Pattern 2: Be explicit about KPI definitions and filters
Two queries can both be “correct SQL” but represent different business definitions. Make filters explicit in the base measure CTEs (e.g., paid vs authorized payments; completed vs created orders; which events define activity).
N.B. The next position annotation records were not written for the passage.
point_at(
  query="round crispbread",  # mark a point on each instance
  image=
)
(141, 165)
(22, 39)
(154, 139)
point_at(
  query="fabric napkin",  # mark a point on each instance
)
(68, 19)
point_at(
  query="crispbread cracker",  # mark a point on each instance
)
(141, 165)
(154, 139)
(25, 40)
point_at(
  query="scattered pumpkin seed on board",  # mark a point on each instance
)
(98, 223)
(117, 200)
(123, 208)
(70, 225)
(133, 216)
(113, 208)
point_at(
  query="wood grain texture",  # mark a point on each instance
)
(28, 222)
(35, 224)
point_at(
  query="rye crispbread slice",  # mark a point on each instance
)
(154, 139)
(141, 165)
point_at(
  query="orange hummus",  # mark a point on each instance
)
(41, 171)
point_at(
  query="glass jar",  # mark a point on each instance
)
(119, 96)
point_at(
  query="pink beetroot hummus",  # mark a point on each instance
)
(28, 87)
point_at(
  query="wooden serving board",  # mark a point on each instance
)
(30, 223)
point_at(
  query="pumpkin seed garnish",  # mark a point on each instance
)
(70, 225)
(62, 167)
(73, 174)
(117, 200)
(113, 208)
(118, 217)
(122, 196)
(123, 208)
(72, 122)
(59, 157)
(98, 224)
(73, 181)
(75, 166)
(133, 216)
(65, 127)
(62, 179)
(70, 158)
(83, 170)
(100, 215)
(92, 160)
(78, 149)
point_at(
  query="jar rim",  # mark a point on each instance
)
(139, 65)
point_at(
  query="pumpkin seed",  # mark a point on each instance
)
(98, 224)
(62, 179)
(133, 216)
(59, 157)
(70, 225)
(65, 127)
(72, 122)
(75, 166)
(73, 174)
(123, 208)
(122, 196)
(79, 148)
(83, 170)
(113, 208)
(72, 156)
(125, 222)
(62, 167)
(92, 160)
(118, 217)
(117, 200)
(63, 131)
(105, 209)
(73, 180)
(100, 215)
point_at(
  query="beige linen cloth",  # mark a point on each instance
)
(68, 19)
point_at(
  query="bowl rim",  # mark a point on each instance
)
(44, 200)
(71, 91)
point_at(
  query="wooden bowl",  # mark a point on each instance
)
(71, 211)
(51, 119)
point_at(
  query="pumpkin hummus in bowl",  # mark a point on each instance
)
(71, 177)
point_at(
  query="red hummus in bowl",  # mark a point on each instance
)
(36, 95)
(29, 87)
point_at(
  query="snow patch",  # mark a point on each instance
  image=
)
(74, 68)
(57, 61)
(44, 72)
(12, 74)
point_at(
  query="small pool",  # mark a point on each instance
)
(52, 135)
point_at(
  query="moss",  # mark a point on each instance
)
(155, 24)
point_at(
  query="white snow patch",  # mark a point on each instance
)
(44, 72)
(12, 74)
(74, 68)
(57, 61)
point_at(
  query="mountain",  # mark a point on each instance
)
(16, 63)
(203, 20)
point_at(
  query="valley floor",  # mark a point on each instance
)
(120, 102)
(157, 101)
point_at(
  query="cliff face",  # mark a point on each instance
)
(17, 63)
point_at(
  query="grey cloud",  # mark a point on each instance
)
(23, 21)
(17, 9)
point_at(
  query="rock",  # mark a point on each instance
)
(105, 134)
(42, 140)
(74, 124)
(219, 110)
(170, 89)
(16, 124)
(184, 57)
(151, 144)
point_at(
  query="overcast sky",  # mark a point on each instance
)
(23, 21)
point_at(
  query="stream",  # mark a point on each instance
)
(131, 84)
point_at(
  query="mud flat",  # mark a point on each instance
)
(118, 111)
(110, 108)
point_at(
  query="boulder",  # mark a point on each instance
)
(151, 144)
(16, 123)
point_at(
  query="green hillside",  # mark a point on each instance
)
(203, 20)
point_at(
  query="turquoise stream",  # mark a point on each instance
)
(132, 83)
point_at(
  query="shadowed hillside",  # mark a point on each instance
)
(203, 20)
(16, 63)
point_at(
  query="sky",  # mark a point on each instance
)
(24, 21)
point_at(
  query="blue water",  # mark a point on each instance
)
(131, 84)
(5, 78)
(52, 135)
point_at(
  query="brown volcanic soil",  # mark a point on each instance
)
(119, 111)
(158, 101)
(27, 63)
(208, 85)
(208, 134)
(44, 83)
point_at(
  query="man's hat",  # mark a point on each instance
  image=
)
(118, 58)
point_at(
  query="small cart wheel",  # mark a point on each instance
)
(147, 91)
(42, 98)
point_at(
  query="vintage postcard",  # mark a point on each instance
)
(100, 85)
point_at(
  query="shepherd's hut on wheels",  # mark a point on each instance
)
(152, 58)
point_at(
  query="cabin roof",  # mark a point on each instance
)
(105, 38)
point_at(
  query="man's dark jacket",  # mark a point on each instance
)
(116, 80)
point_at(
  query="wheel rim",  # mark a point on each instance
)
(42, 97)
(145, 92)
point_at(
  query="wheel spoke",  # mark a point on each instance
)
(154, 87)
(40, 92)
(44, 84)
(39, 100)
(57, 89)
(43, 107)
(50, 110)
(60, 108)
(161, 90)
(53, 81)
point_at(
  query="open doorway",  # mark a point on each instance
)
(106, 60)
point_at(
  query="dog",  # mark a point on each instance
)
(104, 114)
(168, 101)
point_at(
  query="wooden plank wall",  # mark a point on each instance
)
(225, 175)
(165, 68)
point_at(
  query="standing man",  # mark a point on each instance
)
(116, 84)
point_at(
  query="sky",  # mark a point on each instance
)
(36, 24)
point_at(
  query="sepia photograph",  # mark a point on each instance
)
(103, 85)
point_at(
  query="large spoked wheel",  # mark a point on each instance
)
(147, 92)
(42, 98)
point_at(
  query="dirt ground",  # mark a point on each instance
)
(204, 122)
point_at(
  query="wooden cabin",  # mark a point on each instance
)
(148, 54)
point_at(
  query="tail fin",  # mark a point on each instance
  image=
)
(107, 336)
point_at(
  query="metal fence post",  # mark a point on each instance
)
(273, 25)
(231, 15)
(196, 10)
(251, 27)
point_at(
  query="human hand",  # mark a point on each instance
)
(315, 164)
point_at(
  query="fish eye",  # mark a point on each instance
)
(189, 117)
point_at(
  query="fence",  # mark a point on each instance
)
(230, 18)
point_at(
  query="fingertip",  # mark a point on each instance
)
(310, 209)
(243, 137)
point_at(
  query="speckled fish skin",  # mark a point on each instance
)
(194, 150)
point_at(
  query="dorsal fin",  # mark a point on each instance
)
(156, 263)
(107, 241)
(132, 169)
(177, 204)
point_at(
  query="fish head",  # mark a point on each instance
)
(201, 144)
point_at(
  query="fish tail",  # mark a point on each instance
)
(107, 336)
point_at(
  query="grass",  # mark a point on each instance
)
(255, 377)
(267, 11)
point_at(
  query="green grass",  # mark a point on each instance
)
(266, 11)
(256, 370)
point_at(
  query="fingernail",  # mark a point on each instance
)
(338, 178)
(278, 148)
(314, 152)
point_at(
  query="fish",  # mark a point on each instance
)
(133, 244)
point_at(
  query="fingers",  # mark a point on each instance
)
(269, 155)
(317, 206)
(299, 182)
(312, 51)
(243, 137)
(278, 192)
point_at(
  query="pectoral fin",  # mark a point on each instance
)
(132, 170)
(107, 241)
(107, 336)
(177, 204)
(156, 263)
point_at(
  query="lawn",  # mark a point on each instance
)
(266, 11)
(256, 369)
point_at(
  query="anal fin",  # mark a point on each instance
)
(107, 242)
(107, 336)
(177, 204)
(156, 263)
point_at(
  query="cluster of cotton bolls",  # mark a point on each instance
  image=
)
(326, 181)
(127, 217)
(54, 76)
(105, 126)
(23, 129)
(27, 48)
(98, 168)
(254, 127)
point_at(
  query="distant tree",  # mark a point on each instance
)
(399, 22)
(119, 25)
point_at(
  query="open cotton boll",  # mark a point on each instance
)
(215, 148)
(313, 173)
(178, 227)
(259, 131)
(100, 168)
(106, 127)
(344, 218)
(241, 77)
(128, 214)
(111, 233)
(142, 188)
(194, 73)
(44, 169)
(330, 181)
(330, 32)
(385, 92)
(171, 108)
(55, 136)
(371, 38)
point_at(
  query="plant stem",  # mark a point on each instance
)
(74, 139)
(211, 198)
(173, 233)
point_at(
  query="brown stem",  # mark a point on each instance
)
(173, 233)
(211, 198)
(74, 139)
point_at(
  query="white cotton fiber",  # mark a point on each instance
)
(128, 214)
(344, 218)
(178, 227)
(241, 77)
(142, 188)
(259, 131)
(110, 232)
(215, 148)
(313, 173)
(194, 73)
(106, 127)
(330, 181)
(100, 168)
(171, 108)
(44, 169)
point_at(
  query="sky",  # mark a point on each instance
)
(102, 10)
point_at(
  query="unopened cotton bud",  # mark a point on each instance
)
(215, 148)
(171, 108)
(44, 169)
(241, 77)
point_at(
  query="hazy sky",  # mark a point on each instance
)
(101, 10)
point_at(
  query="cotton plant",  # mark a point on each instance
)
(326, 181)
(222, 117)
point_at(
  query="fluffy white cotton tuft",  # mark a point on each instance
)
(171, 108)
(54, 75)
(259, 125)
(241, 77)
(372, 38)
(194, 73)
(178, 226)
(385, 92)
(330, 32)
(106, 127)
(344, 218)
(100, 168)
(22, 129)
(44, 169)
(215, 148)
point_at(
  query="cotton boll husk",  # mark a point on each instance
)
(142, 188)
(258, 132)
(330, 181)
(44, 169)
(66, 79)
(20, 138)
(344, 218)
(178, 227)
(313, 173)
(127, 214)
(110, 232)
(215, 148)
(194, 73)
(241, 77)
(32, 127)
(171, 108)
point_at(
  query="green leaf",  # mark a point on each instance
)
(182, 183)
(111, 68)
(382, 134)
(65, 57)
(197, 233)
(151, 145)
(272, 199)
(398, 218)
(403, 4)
Keep numerator and denominator definitions close to the KPI calculation so reviewers can validate logic quickly.
Pattern 3: Use DISTINCT intentionally, not as a patch
- Use
COUNT(DISTINCT ...)when the table grain is more detailed than the entity you need to count. - Avoid using
DISTINCTto compensate for join duplication when also summing money; fix the join or aggregate before joining. - If you must use
DISTINCT, validate both counts and sums against a no-join baseline to ensure you didn’t mask a problem.